What is ALLERGY?
- Allergy is a form of immune response that can be inherited and then the allergic individual can be "sensitized" or allergic to common things in the environment including pollens, danders and moulds (fungi).
- When the "sensitized " person is exposed to those things things (allergens) in their environment , they may develop an allergic response that can involve nasal and eye symptoms (such as itchy eyes, runny nose, sneezing) or asthma symptoms (cough, wheeze and/or shortness of breath), eczema and rash.
- If a child becomes allergic in the first few years of life, it is usually to a food protein. After age 2 to 3 years, they move away from foods towards aeroallergens (allergens in the air) often animals even when there are no pets at home. This is called the allergic march.
- Because atopic dermatitis usually develops in infancy even in the first few months after birth, the allergic sensitivities are to foods but later they develop sensitivity to aeroallergens similar to other allergic children
- In food allergic children, 6 or 7 foods create the majority of problems with milk and egg being the commonest but peanut not far behind.
- About 20 - 30% of the population has an allergic tendency.

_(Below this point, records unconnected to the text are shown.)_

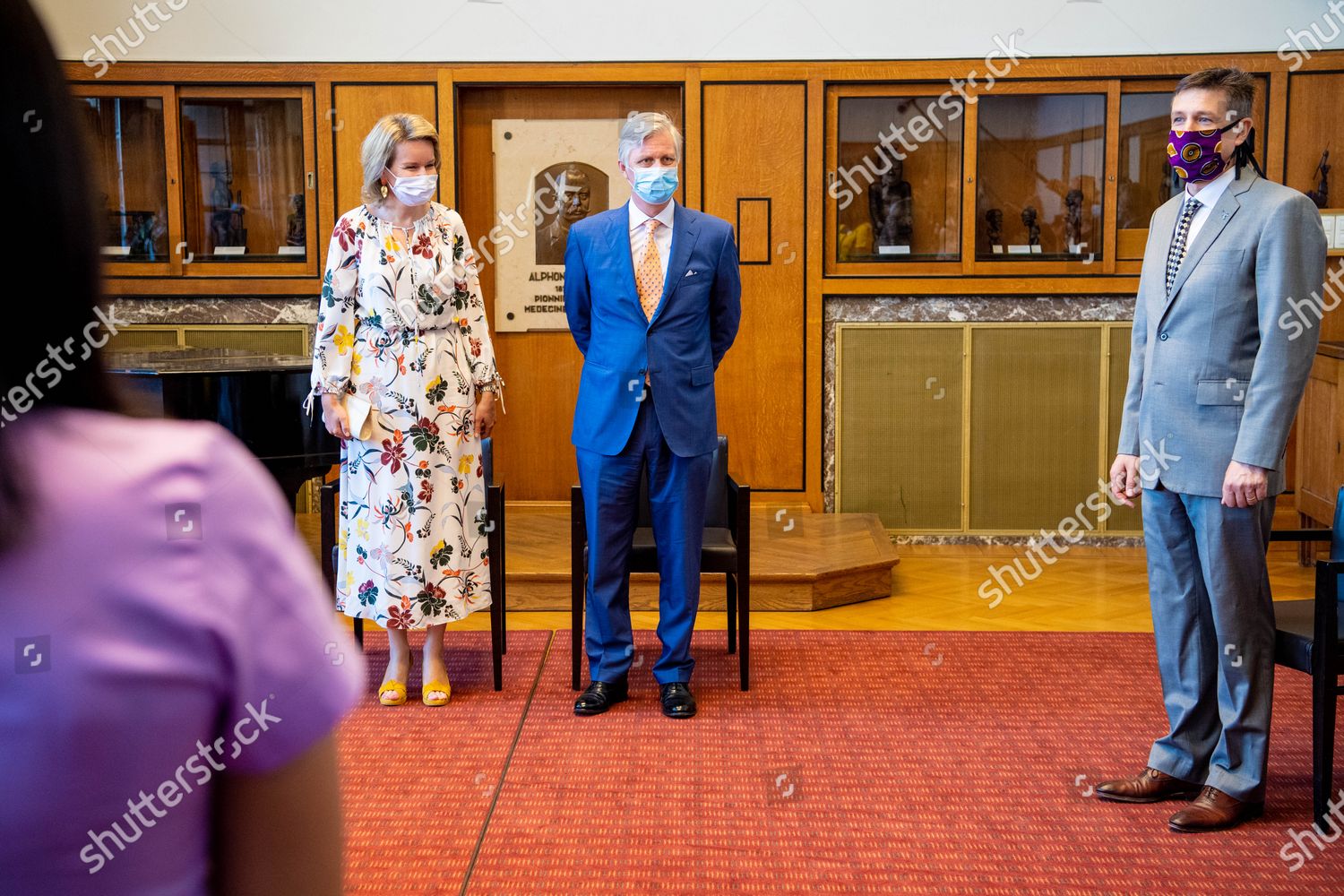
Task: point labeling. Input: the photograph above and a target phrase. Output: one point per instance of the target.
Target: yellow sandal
(397, 692)
(435, 685)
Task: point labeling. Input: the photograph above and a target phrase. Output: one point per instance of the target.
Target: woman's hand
(335, 417)
(484, 416)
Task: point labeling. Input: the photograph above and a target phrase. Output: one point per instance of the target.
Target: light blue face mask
(655, 185)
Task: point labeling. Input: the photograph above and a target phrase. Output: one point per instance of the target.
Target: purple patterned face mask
(1195, 153)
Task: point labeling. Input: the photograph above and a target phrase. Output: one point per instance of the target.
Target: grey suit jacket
(1214, 374)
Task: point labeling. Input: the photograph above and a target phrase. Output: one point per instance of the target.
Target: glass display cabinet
(1040, 161)
(246, 158)
(128, 151)
(894, 182)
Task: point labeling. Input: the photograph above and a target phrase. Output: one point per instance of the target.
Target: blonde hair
(382, 142)
(642, 125)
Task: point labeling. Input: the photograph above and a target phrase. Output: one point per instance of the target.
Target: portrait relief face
(575, 195)
(564, 194)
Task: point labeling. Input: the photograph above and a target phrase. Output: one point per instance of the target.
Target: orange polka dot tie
(648, 276)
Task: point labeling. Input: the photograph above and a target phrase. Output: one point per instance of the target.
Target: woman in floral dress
(402, 325)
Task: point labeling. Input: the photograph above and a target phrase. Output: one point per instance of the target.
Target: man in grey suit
(1214, 383)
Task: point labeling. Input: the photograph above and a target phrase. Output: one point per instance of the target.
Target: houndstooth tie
(1176, 254)
(648, 276)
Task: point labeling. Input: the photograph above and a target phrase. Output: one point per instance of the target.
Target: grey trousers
(1214, 625)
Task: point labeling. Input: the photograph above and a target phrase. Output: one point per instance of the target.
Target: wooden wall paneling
(754, 147)
(448, 137)
(1035, 422)
(1110, 195)
(693, 161)
(969, 185)
(1273, 134)
(540, 368)
(814, 254)
(900, 424)
(327, 126)
(1308, 96)
(355, 109)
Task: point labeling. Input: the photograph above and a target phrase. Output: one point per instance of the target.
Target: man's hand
(1245, 485)
(1124, 478)
(335, 417)
(484, 416)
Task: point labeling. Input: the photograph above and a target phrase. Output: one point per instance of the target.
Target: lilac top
(168, 626)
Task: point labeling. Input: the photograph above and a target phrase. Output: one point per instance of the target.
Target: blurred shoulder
(104, 455)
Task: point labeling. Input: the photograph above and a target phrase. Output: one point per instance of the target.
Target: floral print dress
(403, 327)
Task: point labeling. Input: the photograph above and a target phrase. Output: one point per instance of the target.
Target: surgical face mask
(416, 190)
(655, 185)
(1195, 155)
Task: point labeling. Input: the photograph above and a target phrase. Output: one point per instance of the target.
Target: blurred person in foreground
(167, 723)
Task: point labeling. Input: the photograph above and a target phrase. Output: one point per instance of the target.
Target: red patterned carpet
(881, 762)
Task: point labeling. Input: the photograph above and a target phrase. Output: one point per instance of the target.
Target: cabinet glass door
(245, 182)
(131, 182)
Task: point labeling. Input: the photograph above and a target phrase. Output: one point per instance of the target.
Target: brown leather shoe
(1214, 810)
(1148, 786)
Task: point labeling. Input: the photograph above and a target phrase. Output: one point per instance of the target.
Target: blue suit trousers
(1214, 625)
(610, 508)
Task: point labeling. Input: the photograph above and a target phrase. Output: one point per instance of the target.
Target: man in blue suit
(653, 300)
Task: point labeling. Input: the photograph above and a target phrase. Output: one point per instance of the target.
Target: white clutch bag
(360, 413)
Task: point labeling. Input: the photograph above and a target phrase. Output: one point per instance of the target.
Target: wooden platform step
(820, 560)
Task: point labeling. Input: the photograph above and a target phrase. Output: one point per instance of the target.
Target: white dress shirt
(661, 237)
(1209, 198)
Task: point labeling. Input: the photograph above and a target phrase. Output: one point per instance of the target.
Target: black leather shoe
(599, 696)
(677, 702)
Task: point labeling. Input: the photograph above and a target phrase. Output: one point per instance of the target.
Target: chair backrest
(715, 493)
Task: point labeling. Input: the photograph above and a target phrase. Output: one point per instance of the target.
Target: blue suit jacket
(680, 349)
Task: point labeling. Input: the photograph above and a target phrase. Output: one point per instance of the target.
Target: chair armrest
(1301, 535)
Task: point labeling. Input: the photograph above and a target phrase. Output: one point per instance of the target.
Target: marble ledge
(263, 309)
(960, 309)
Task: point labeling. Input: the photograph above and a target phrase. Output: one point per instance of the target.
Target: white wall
(690, 30)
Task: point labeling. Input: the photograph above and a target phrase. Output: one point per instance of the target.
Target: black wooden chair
(1309, 638)
(728, 549)
(495, 540)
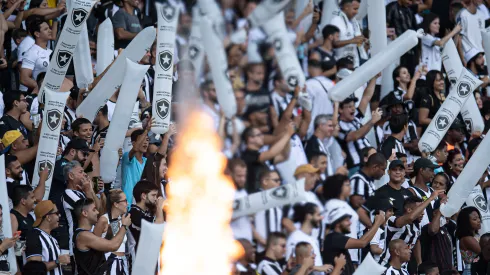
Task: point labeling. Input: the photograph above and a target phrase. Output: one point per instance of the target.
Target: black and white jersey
(269, 267)
(40, 243)
(68, 199)
(393, 271)
(266, 222)
(408, 233)
(353, 149)
(362, 185)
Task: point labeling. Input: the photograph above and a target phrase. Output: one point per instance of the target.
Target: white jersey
(37, 60)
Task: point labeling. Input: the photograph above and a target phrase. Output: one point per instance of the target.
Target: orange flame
(198, 238)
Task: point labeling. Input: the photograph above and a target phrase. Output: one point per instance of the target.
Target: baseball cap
(42, 209)
(424, 163)
(305, 168)
(10, 136)
(396, 163)
(337, 214)
(78, 144)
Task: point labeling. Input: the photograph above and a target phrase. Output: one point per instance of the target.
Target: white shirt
(431, 53)
(300, 236)
(37, 60)
(242, 227)
(319, 97)
(472, 25)
(347, 32)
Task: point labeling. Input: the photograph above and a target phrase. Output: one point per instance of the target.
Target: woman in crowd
(454, 165)
(468, 224)
(108, 226)
(434, 98)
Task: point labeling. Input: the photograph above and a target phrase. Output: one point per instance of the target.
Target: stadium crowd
(369, 189)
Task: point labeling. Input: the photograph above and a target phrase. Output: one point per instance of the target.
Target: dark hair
(9, 99)
(376, 159)
(75, 125)
(300, 211)
(396, 73)
(136, 134)
(451, 155)
(80, 205)
(334, 184)
(426, 267)
(463, 225)
(143, 187)
(411, 201)
(329, 30)
(398, 122)
(273, 237)
(428, 19)
(20, 192)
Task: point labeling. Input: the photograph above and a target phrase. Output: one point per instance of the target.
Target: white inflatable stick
(219, 68)
(368, 70)
(82, 60)
(447, 113)
(67, 43)
(105, 46)
(6, 223)
(148, 248)
(54, 108)
(285, 194)
(113, 78)
(120, 119)
(468, 178)
(285, 53)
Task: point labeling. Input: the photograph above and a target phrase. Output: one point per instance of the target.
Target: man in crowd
(40, 245)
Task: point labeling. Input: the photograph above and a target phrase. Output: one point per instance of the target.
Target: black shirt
(333, 246)
(58, 186)
(397, 197)
(254, 166)
(8, 123)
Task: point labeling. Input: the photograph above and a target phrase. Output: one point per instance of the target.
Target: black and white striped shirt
(68, 199)
(393, 271)
(266, 222)
(41, 244)
(362, 185)
(269, 267)
(408, 233)
(352, 148)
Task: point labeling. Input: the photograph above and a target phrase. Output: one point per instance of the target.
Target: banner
(116, 133)
(370, 266)
(67, 43)
(467, 180)
(195, 51)
(449, 110)
(284, 51)
(283, 195)
(219, 67)
(6, 223)
(54, 108)
(266, 10)
(453, 66)
(113, 78)
(105, 46)
(374, 65)
(82, 60)
(168, 16)
(148, 249)
(477, 200)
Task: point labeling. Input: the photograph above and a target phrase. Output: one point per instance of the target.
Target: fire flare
(198, 238)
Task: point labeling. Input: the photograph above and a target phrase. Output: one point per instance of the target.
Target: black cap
(424, 163)
(390, 100)
(396, 163)
(78, 144)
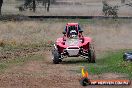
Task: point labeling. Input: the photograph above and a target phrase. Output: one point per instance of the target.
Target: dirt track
(44, 74)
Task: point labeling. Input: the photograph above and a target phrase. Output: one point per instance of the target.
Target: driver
(73, 34)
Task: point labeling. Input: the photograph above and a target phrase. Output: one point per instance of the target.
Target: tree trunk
(1, 2)
(48, 5)
(34, 6)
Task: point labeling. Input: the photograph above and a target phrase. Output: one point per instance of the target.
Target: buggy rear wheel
(91, 54)
(56, 56)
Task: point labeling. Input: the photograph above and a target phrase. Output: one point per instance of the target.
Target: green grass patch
(9, 63)
(110, 62)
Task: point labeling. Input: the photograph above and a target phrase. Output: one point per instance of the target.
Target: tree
(1, 2)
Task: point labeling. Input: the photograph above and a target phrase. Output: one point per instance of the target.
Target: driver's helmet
(73, 33)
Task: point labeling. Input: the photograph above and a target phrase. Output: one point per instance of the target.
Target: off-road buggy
(73, 44)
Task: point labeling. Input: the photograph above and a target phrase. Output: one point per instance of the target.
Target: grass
(9, 63)
(110, 62)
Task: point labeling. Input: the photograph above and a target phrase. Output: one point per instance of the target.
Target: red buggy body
(73, 44)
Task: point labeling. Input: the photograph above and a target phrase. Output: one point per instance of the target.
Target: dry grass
(106, 34)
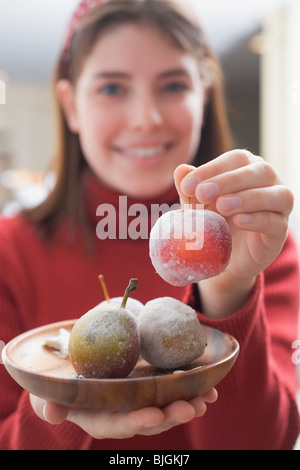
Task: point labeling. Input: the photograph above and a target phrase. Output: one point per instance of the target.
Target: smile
(144, 152)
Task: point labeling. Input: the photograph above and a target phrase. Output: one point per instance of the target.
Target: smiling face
(138, 108)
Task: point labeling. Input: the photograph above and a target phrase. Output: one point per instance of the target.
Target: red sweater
(41, 284)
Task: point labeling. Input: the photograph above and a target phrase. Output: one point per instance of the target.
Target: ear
(66, 97)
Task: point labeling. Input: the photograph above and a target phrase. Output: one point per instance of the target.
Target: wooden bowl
(37, 369)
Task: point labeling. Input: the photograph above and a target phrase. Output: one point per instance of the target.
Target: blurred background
(257, 41)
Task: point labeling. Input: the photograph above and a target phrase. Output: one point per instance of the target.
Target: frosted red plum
(190, 245)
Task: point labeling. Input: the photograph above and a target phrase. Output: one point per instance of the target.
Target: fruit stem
(130, 288)
(101, 279)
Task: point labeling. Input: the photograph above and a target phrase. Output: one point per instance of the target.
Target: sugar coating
(171, 334)
(132, 305)
(187, 246)
(105, 342)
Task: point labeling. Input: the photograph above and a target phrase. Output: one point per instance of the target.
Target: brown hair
(184, 30)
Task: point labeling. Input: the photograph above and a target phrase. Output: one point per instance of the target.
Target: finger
(179, 174)
(176, 413)
(50, 412)
(272, 225)
(55, 414)
(273, 198)
(199, 403)
(226, 162)
(109, 425)
(259, 174)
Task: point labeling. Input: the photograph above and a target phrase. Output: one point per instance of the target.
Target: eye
(111, 89)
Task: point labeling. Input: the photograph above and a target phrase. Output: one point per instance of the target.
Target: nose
(145, 113)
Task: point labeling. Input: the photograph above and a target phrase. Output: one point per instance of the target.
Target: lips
(144, 151)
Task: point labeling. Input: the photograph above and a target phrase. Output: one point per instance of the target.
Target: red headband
(83, 8)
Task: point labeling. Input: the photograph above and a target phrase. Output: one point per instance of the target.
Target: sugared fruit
(190, 245)
(105, 342)
(171, 334)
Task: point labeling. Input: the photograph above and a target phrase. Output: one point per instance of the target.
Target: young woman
(140, 103)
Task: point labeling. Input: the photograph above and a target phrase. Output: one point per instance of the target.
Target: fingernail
(189, 184)
(246, 218)
(208, 191)
(231, 202)
(44, 413)
(150, 425)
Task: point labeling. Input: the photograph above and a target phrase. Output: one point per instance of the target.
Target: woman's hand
(113, 425)
(248, 192)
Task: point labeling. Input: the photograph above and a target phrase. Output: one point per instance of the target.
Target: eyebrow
(127, 76)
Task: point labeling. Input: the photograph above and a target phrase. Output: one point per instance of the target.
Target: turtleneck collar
(101, 201)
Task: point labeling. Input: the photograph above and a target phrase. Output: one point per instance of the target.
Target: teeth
(145, 152)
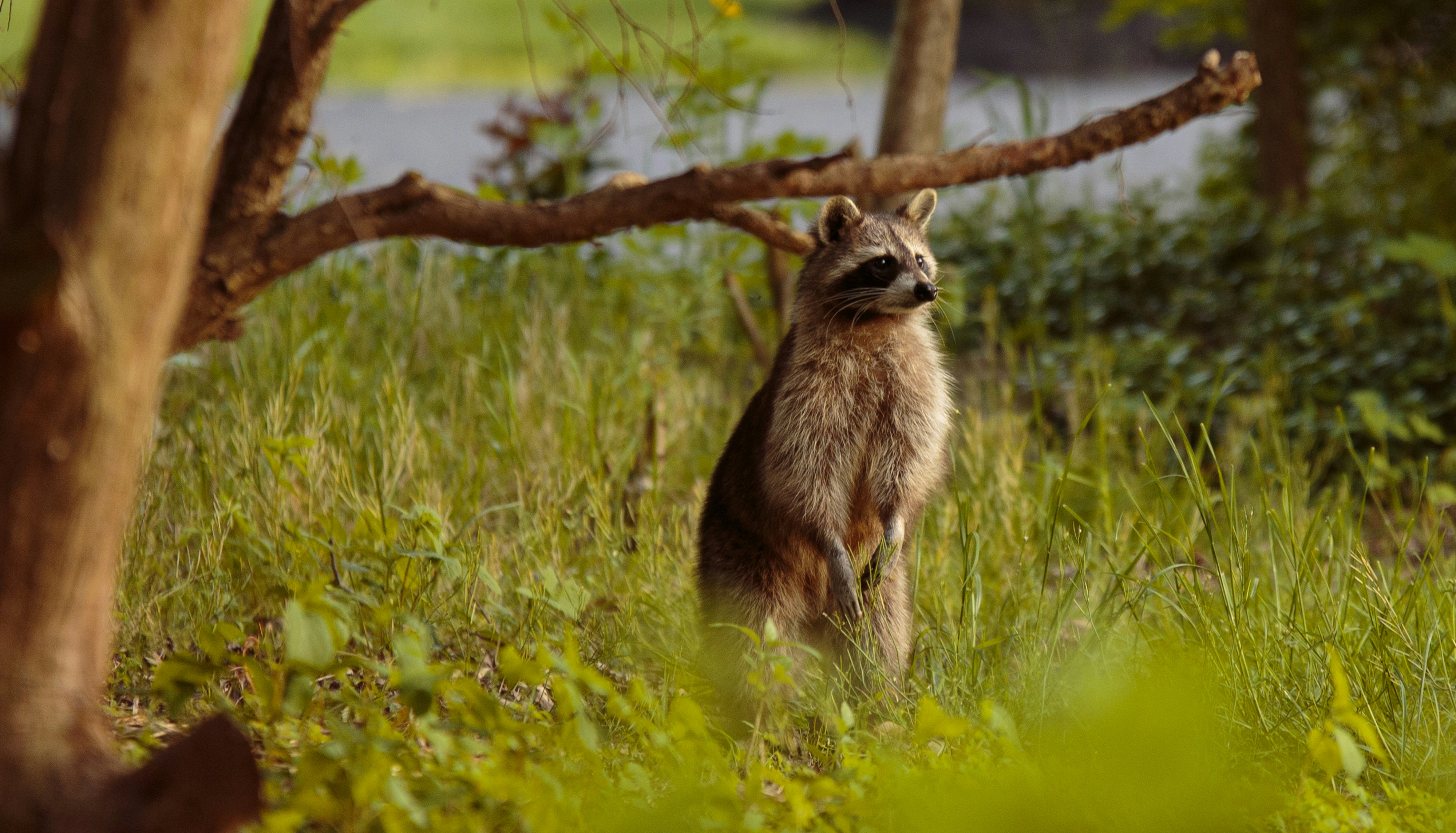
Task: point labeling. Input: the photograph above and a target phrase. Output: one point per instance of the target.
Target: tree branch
(417, 208)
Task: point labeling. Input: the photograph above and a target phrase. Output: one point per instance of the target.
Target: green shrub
(1314, 312)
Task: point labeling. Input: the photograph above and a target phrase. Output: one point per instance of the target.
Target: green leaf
(308, 637)
(518, 669)
(181, 676)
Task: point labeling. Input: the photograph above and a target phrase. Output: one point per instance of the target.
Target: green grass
(430, 46)
(387, 531)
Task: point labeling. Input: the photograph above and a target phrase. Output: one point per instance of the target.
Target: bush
(1314, 312)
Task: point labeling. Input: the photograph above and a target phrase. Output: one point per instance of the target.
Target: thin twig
(746, 318)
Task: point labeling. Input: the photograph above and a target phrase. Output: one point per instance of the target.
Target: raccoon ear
(919, 209)
(839, 213)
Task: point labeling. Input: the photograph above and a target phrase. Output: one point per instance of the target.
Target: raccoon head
(870, 266)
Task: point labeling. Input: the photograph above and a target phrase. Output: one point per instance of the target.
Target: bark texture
(1282, 123)
(103, 200)
(417, 208)
(919, 81)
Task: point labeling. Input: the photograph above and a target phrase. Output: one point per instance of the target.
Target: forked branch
(417, 208)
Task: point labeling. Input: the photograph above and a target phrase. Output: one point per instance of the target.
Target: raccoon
(835, 458)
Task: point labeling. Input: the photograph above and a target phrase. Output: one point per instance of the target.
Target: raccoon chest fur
(857, 416)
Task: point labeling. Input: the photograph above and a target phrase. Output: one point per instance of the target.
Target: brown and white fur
(835, 457)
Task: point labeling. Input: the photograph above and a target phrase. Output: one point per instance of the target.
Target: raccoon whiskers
(852, 298)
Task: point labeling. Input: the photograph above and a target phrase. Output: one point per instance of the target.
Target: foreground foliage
(414, 534)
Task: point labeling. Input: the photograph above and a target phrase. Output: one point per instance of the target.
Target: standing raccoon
(835, 457)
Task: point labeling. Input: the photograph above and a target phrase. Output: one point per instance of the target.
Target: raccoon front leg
(887, 556)
(842, 582)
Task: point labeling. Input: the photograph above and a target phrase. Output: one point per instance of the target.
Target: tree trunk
(1282, 125)
(919, 81)
(101, 212)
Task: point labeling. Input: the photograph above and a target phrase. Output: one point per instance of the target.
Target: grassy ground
(423, 46)
(388, 532)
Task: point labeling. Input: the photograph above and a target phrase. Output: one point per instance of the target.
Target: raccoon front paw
(845, 589)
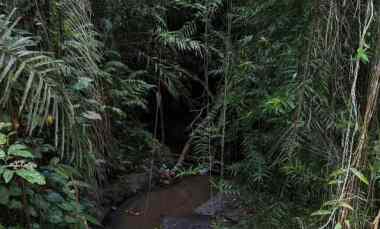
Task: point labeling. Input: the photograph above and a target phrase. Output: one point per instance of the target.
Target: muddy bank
(147, 211)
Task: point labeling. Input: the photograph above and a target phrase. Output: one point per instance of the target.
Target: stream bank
(188, 204)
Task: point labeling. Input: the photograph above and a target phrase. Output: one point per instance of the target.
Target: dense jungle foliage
(280, 95)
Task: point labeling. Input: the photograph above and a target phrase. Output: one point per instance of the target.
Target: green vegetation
(280, 95)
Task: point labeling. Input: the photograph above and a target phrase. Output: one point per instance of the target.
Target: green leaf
(360, 175)
(4, 195)
(83, 83)
(321, 213)
(20, 150)
(362, 55)
(55, 216)
(3, 139)
(338, 226)
(2, 154)
(15, 204)
(8, 175)
(32, 176)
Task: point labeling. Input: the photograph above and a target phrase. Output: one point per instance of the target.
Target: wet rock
(226, 206)
(188, 222)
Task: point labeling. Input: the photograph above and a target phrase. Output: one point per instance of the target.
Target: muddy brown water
(147, 211)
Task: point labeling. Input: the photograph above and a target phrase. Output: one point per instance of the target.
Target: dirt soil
(147, 211)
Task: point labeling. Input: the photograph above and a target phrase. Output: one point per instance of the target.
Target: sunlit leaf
(360, 175)
(32, 176)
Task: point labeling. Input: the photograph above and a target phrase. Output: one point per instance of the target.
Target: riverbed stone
(188, 222)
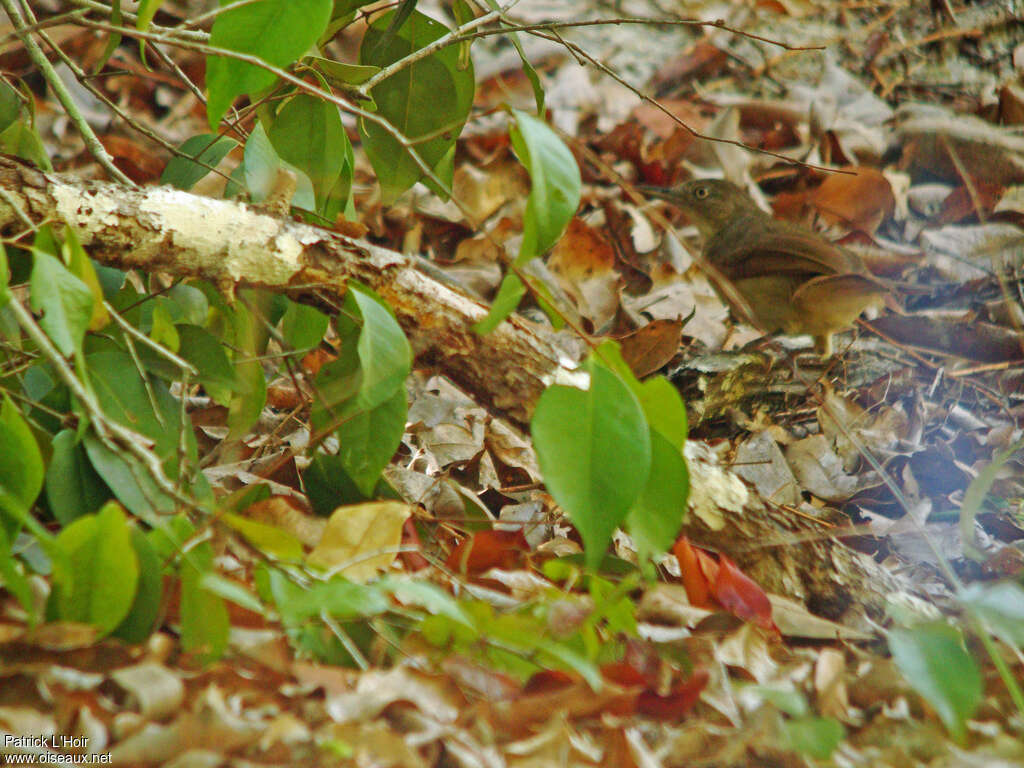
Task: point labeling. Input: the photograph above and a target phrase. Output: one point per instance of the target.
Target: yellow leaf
(360, 540)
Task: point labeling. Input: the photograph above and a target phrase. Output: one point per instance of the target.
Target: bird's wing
(745, 251)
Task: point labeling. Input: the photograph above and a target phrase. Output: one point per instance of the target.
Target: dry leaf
(360, 540)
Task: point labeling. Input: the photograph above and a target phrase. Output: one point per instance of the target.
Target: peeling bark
(232, 245)
(236, 246)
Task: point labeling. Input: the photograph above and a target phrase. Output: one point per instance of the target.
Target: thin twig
(61, 92)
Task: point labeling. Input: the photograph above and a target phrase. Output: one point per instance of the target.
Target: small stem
(60, 91)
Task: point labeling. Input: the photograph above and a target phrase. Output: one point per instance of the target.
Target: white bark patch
(87, 214)
(248, 244)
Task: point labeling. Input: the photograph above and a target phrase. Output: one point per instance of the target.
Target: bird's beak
(660, 193)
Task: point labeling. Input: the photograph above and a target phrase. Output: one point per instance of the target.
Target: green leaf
(114, 40)
(341, 73)
(198, 155)
(595, 454)
(140, 403)
(342, 15)
(339, 598)
(103, 572)
(13, 580)
(428, 596)
(275, 31)
(128, 481)
(936, 664)
(207, 354)
(249, 395)
(20, 461)
(664, 410)
(361, 395)
(73, 487)
(657, 515)
(214, 583)
(205, 624)
(385, 356)
(81, 266)
(555, 183)
(261, 168)
(816, 737)
(146, 10)
(145, 609)
(368, 439)
(1000, 606)
(509, 295)
(65, 300)
(268, 539)
(10, 104)
(22, 139)
(974, 499)
(307, 133)
(163, 332)
(303, 327)
(427, 102)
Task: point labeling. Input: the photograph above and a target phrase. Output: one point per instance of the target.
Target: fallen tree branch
(232, 245)
(236, 246)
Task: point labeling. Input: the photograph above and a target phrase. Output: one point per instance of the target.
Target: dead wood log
(233, 245)
(159, 228)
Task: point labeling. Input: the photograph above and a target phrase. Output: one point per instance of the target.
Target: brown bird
(792, 280)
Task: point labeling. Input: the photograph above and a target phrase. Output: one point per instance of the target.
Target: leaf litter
(879, 448)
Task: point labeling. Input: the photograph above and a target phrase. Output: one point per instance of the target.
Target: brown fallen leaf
(648, 348)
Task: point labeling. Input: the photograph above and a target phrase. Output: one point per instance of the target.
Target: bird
(790, 279)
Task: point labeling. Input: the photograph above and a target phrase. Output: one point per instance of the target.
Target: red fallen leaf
(961, 204)
(863, 201)
(697, 587)
(678, 701)
(710, 583)
(624, 674)
(549, 680)
(741, 595)
(411, 538)
(488, 549)
(314, 359)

When a person becomes sensitized to an allergen, the allergen is first processed by a group of cells leading to lymphoid cells (T lymphocytes of the Th2 class) that are sensitized i.e. recognize the allergen as foreign material. These cells are a different group than the T cells that recognize more classical foreign elements such as bacteria and viruses. The T cells form factors called cytokines and some of them interact with another class of lymphocytes (B cells) that make IgE antibody to the allergen. This is the protein that governs many allergic reactions.
- This IgE can sit on the surface of other classes of cells e.g. mast cells and basophils. Then when an allergen enters and binds with the IgE sitting on the surface of the mast cell, a process is triggered such that the mast cells release molecules that they carry into their surrounding milieu. The most widely known of these molecules is called histamine. But there are others. Anti-histamines are commonly used to prevent some of the symptoms of allergy.
- This release of histamine by allergens is the basis for the skin testing used in the allergists' office. When the allergen is placed on the skin and pricked, there is release of histamine into the surrounding skin which leads to dilatation of blood vessels (redness), oozing of fluid from the blood into the tissue (the wheal) and itching. This reaction occurs within 15 - 20 minutes ("immediate phase reaction").

The allergy Skin Test.
- However the reaction with allergen is much more complex than that. Dr. Jerry Dolovich of McMaster University in the early 70s first recognized that there was also a "late phase reaction" occuring a few hour later and involving cells such as the eosinophil. Since then we have come to understand that cellular activity especially involving the eosinophil is a very important part of the allergic immune response and plays a very important role in such diseases as atopic asthma and atopic dermatitis. The eosinophils can be controlled directly by the sensitized Th2 cells.
- There is currently a lot of research being done on the prevention of allergy sensitization (primary control) especially in view of the fact that for unknown reasons allergy seems to have doubled in the population in the last twenty years. Similarly secondary allergy control (control after the person has already become sensitized) is being investigated. It is expected that in the next number of years, many new methods for allergy prevention and treatment will come forward.